Appropriate use of the partograph is an important tool for audit and monitoring progress of labour and a warning device to detect deviations from normal labour, preventing obstructed labour and thereby improving maternal and fetal outcome [4749]. However, its use has been a challenge in most facilities probably due to lack of skills, negative attitudes by service providers and lack of papers. Not using a partograph was 19 times more likely to result in uterine rupture. All these factors have to be considered in planning for implementation of proper use of partographs in health settings [47].

Use of herbs as complementary medicines during pregnancy and labour is common in our setting and is compounded by many cultural and traditional briefs [49, 50]. These herbs are thought to have oxytoxic ingredients and those who take them during labour tend to get hyper stimulation of the uterus leading to uterine rupture and fetal hypoxia and demise. In this study, those who used herbs during labour were 15 times more likely to get uterine rupture than who did not.

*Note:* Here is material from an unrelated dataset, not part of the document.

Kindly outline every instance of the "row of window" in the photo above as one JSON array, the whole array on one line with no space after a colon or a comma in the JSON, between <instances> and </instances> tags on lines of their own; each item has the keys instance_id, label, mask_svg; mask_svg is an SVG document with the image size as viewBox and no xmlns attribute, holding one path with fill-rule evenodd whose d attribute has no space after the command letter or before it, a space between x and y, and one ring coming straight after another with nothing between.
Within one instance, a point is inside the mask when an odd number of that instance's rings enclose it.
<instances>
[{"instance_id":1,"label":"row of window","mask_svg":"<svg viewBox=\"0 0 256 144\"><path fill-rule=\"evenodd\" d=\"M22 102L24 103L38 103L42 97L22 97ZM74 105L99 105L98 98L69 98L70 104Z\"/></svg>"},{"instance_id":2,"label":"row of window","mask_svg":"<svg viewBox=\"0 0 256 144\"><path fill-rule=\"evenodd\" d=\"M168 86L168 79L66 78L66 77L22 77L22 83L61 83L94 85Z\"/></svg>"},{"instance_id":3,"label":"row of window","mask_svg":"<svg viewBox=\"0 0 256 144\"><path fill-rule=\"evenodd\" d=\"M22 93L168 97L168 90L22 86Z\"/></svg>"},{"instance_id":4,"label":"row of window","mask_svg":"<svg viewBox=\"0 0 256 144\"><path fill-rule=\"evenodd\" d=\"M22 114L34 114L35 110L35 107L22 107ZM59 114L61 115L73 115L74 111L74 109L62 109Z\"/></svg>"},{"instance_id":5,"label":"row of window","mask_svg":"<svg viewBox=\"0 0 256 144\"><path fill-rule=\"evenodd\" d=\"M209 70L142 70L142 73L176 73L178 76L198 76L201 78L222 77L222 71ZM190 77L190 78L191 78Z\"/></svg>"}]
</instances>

Ministry of Health recommends that for easy access to emergency obstetric care, the community is served by a health facility which is in a distance of less than 5 kms. In this study, all the mothers came from a distance far more than 5 kms and they were 10 times more likely to get uterine rupture due long distances, delays to reach and poor road network [1113].

Proper diagnosis is paramount and this is based on clinical signs and symptoms of uterine rupture. Proper stabilization of the patient before surgery is critical as this improves outcome and prognosis. Modes of management of uterine rupture will be based on the extent of rupture, desire of mother, the number of children she has, the decision and experience of the physician on the operating table in theatre. Modes of management include total hysterectomy, subtotal hysterectomy [8, 15, 19, 2935], repair with bilateral and repair without tubal ligation. However, there is need to get informed consent for sterilization from the patient or couple [51, 52].

Study limitations

This being a facility based study; the findings may not be generalised to the general population. Due to the retrospective nature of the study, much information was missing in the charts and maternity registers and hence a great possibility of underreporting. May be the small sample size of the study may have limited our ability to detect small differences.

Implications for practice

There is a need to address third delay at the health facilities since facility level preparedness to respond to obstetric and newborn emergencies is critical for the survival of women and their newborns. Health facilities especially at primary level need to be supported with adequate skilled birth attendants, equipment, drugs and supplies for appropriate care during pregnancy and child birth. Government of Uganda needs to implement the Road Map which has been developed to reach the rural woman and sensitise them on birth preparedness, skilled attendance, and safe motherhood and empower them with knowledge to seek health care. Since over 90% of women attend antenatal care at least once during pregnancy, there is a need to utilize this opportunity to counsel women and their husbands if available on birth preparedness In addition, partographs should be available in all facilities and used correctly.

Conclusions

Uterine rupture still remains one of the major causes of maternal and newborn morbidity and mortality in Mbarara Regional referral Hospital in Western Uganda. Promotion of skilled attendance at birth, use of family planning among those at high risk, avoiding use herbs during pregnancy and labour, correct use of partograph and preventing un necesarry c-sections are essential in reducing the occurences of uterine repture.